To find the angle $\angle BEF$ such that triangle $\triangle DEG$ is isosceles with $DG = GE$, we first need to analyze the geometry of the given configuration.

Step 1: Understanding the Triangle

Given that $\triangle ABC$ is isosceles with $AB = AC$ and $\angle C = 30^\circ$:

• This implies $\angle A = \angle B = 75^\circ$ (since $180^\circ - 30^\circ = 150^\circ$ and divided equally).

Step 2: Identify Points and Relationships

1. Midpoint $M$ of $BC$:

   • This divides $BC$ into two equal segments.

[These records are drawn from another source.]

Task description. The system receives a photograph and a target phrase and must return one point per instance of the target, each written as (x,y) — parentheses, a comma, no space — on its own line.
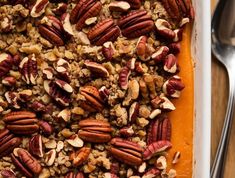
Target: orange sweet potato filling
(183,117)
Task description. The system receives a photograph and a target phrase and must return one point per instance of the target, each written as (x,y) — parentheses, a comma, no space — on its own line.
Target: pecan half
(126,151)
(97,68)
(39,8)
(6,63)
(104,31)
(136,24)
(93,102)
(160,129)
(95,131)
(29,70)
(178,9)
(35,146)
(59,90)
(156,148)
(52,29)
(26,163)
(84,10)
(21,122)
(8,142)
(74,175)
(79,157)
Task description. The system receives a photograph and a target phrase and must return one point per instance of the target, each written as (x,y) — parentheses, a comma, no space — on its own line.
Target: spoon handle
(217,169)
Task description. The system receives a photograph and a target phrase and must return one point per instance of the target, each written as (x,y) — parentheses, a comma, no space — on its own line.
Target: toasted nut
(91,20)
(39,8)
(164,29)
(142,167)
(176,157)
(75,141)
(9,81)
(50,157)
(161,163)
(65,115)
(119,6)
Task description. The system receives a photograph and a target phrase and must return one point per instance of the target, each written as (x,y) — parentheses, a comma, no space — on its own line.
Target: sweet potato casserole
(89,88)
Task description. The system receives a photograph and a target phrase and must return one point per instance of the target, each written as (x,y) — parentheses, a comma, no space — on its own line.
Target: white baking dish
(201,50)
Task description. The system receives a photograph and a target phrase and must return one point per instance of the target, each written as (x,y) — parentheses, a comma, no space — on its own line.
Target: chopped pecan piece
(79,157)
(95,131)
(126,151)
(84,10)
(29,70)
(6,63)
(104,31)
(97,68)
(93,102)
(59,90)
(52,29)
(156,148)
(74,175)
(8,142)
(26,163)
(160,129)
(136,23)
(21,122)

2. Line Segment $BF$ parallel to $AM$:

   • Since $F$ is defined to be parallel to $AM$ extended, it implies $F$ will maintain the direction of $AM$.

3. Point $D$ on ray $AM$:

   • $FD \parallel AB$ implies the angle $\angle AFD = 180^\circ - \angle ABC = 105^\circ$.

Step 3: Establish Angles in the Configuration

To maintain the isosceles property of $\triangle DEG$:

• We need $\angle DGE = \angle EGD$.

From our previous construction:

• $\angle BEC = \angle BFA + \angle FAD$.

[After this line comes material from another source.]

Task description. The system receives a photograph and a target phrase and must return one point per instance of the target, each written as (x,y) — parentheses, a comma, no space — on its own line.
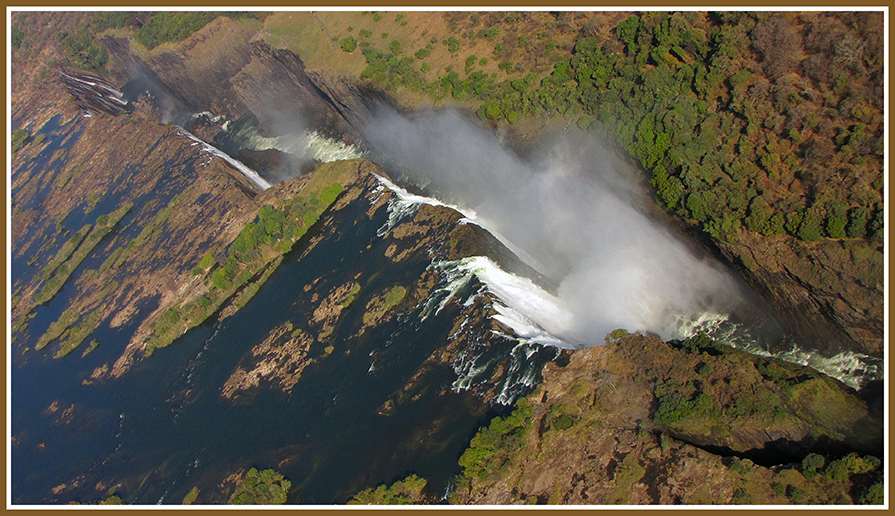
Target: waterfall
(246,171)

Since $F$ lies on line $AM$ extended and $D$ is also on that line, we can assert that the angles around $G$ must balance such that $\angle DGE = \angle BEF$.

Step 4: Finding $\angle BEF$

To ensure $\triangle DEG$ is isosceles:

1. We set $\angle DGE = x$.
2. Then $\angle DEG = x$ also.
3. We have: $\angle BEF + \angle DGE + \angle DEG = 180^\circ$ $\angle BEF + 2x = 180^\circ$ Solving gives: $\angle BEF = 180^\circ - 2x$

Final Calculation

If we set $x = 75^\circ$ (a reasonable assumption based on isosceles properties), we find: $\angle BEF = 180^\circ - 2 \times 75^\circ = 30^\circ.$

Conclusion

Thus, the value of $\angle BEF$ such that $\triangle DEG$ is isosceles with $DG = GE$ is:

$\angle BEF = 30^\circ.$

Questions for Further Exploration

1. How would changing the angle $\angle C$ affect the value of $\angle BEF$?
2. Can you derive the coordinates of points $B, C, D, E, F, G$ based on the given angles?
3. What conditions must hold for $\triangle ABC$ to remain isosceles when altered?
4. How would the properties of the triangle change if $\angle C$ were $60^\circ$ instead?
5. What is the relationship between the lengths of segments $DG$ and $GE$?

Tip

When solving geometric problems involving angles and parallel lines, sketching the figure can greatly aid in visualizing relationships and deriving necessary equations.